150M Weekend House by Shinichi Ogawa & Associates
By Sophie - Categories: Bathroom, Bedroom, Bookshelf, Curiosity, Dining Room, Fireplace, Furniture, Hall and Entrance, Houses, Interior Design, Landscaping, Living Room, Resort Residences, Selected Work, Staircase, Study Room, Swimming Pool, Terrace Add a comment
This contemporary home by Shinichi Ogawa & Associates currently holds the title of the world’s longest house.
The 1,614 foot length, which is dominated by glass, provides stunning views of the Khao yai forest complex in Khao yai, Thailand.
It was created in 2012.
150M Weekend House by Shinichi Ogawa & Associates:
“Overlooking the rich natural environment, the world’s longest house tops a hill in the Khao yai forest complex, Thailand.

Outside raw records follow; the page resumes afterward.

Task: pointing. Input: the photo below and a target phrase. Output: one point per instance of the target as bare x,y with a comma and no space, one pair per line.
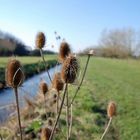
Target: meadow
109,79
106,80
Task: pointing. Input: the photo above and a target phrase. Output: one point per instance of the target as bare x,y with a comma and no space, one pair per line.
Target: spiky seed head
91,52
45,133
55,96
111,109
50,122
57,82
43,87
64,51
40,40
14,76
70,69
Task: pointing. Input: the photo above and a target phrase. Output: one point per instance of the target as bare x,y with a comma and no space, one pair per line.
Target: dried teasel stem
45,133
58,116
44,89
70,127
64,51
57,107
78,88
111,111
45,65
109,122
1,137
14,78
17,103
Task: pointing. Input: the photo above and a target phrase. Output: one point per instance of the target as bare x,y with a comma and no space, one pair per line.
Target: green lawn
109,79
105,80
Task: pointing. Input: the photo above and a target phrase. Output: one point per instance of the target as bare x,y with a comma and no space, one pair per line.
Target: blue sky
80,22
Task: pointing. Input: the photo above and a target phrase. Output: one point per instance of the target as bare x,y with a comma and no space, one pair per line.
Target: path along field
105,80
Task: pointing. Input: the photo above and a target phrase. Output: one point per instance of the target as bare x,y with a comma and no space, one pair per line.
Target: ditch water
29,89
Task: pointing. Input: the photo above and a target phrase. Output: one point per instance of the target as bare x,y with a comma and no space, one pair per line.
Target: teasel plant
40,43
58,85
44,89
45,133
1,137
69,73
111,112
14,78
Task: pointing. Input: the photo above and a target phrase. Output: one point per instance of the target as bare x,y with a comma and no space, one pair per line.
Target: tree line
10,45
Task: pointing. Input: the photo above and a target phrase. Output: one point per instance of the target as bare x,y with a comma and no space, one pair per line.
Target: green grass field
109,79
105,80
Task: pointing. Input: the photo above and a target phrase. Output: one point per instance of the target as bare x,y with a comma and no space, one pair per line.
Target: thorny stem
41,53
1,137
16,95
70,129
78,88
44,104
57,107
109,122
67,114
64,94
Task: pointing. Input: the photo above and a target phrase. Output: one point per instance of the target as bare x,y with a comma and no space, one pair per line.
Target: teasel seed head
64,51
14,75
111,110
43,87
70,69
91,52
50,122
40,40
45,133
57,82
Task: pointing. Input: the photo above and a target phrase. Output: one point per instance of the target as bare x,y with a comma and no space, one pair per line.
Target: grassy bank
106,79
31,66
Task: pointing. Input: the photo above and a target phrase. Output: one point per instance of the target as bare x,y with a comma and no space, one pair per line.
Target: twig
67,114
109,122
16,95
78,88
70,129
44,104
41,53
1,137
52,133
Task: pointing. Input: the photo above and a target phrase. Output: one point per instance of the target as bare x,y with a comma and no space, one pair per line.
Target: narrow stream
29,88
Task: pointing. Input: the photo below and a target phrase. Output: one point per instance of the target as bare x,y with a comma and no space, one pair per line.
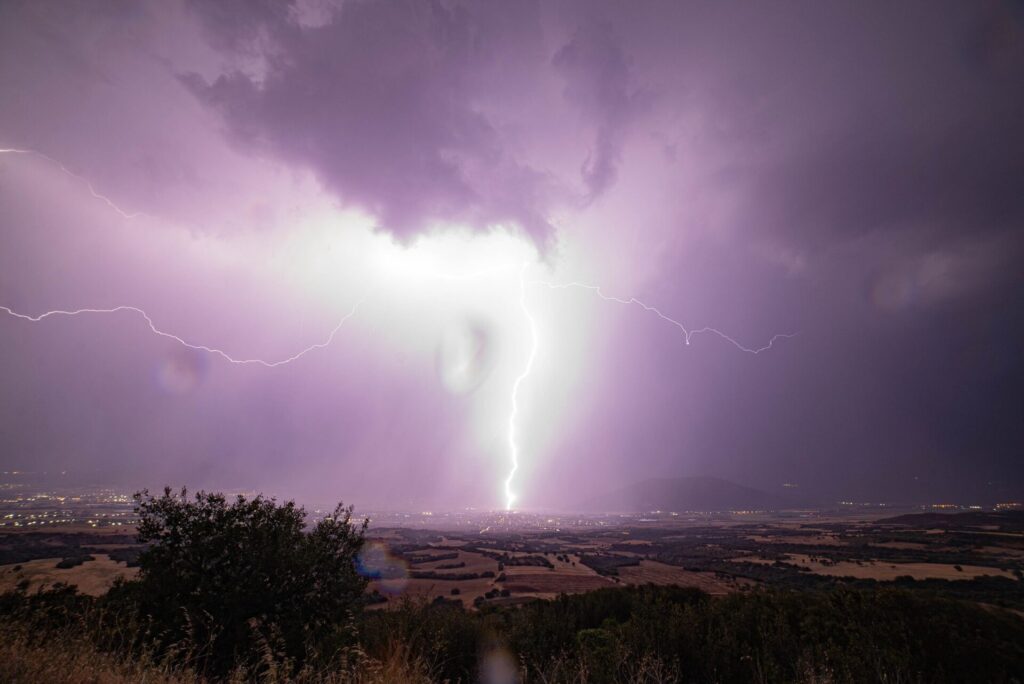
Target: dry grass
72,659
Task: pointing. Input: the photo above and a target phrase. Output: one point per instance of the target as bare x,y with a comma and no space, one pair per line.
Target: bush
244,579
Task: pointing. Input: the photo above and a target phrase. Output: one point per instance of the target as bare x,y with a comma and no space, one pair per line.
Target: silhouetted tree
232,580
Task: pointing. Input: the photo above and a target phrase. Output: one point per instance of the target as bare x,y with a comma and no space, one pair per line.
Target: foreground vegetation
244,591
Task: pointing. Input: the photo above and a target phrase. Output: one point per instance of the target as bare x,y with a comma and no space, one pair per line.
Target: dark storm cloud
850,171
381,99
598,80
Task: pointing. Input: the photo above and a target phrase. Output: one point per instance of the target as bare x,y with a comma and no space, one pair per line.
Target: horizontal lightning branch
687,334
200,347
92,190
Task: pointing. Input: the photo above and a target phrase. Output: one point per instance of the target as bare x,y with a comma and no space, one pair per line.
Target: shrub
245,579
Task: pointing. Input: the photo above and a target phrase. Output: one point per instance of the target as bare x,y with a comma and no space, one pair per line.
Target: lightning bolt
687,334
92,190
200,347
513,443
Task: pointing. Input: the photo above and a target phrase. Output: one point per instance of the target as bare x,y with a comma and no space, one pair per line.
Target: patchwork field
979,557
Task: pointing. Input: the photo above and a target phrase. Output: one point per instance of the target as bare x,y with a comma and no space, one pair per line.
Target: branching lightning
513,443
92,190
687,334
200,347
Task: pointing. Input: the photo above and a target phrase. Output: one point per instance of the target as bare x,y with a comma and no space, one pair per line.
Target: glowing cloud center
442,260
513,443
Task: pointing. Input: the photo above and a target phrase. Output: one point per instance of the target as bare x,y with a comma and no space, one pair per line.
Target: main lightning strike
513,444
199,347
687,334
510,497
92,190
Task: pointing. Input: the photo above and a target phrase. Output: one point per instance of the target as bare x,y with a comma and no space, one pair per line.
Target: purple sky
247,172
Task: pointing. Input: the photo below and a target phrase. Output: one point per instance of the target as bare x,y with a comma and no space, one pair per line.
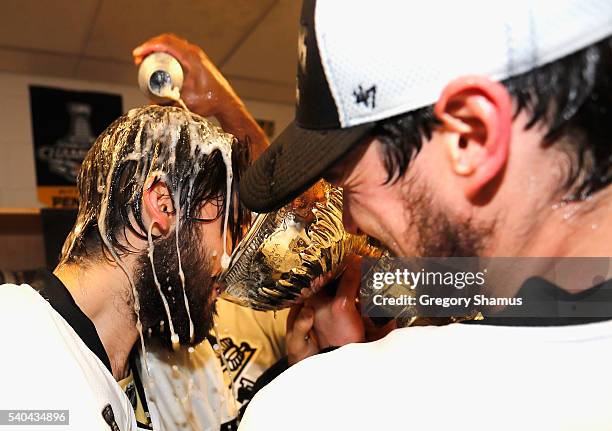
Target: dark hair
168,144
571,96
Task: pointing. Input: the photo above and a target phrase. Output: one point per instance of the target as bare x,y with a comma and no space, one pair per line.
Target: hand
206,91
337,319
325,320
301,339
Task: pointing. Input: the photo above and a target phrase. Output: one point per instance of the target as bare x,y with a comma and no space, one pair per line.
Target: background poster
64,126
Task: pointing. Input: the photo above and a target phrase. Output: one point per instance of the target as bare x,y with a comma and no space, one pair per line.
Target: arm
206,91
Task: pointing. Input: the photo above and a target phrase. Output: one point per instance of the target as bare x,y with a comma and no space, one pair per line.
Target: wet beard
198,287
434,233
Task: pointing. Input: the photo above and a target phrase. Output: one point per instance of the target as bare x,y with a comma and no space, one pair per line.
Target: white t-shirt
458,377
45,365
192,391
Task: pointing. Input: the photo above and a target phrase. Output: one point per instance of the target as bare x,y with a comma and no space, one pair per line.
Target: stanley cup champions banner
64,126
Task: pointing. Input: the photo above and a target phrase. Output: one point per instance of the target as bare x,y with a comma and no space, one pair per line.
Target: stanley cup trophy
292,249
286,251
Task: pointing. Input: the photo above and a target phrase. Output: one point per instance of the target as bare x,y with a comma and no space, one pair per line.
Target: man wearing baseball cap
472,128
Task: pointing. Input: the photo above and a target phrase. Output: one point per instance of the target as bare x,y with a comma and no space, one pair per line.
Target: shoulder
352,378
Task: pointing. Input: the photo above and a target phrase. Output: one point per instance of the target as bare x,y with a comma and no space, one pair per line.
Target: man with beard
471,128
158,213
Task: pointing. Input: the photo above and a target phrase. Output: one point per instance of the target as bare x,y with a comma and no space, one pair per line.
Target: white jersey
459,377
192,391
45,365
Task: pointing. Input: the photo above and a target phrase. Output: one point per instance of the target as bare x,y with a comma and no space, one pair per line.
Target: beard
199,288
434,232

Through the water fall as a entrance gate, the road leads you to the main house extending east and west on the left, and on the opposite side, a glass house in the forest as a guest house. The main house is simply composed of a white cube and 2 horizontal plates of 11m wide by 150m long.
All rooms for owner family are put linearly between the plates, opening to both north corridor and south deck terrace.
A glazed room for spa&fitness at the east end, 6 bedrooms with exclusive bathroom and living room, a family living/dining room, and storages or maid rooms at the west end.
This extremely long planning takes advantage of the beautiful landscape, gaining a panoramic view and a dynamic scale space as the very long deck terrace. At the same time, it regards a airy comfortable living environment.
Above the private rooms, there is a roof top terrace covered with sand and the swimming pool of 40m long. It’s like a floating sky beach surrounded by mountains.
The white cube as formal living/dining room has 6M high ceiling. The stairs from the hall below divides the large room into southern living space and northern dining space.
150m weekend house – the longest house in this century - was born by admiring the mountain scenery as a given condition and imagining a seascape as the contrastive view.”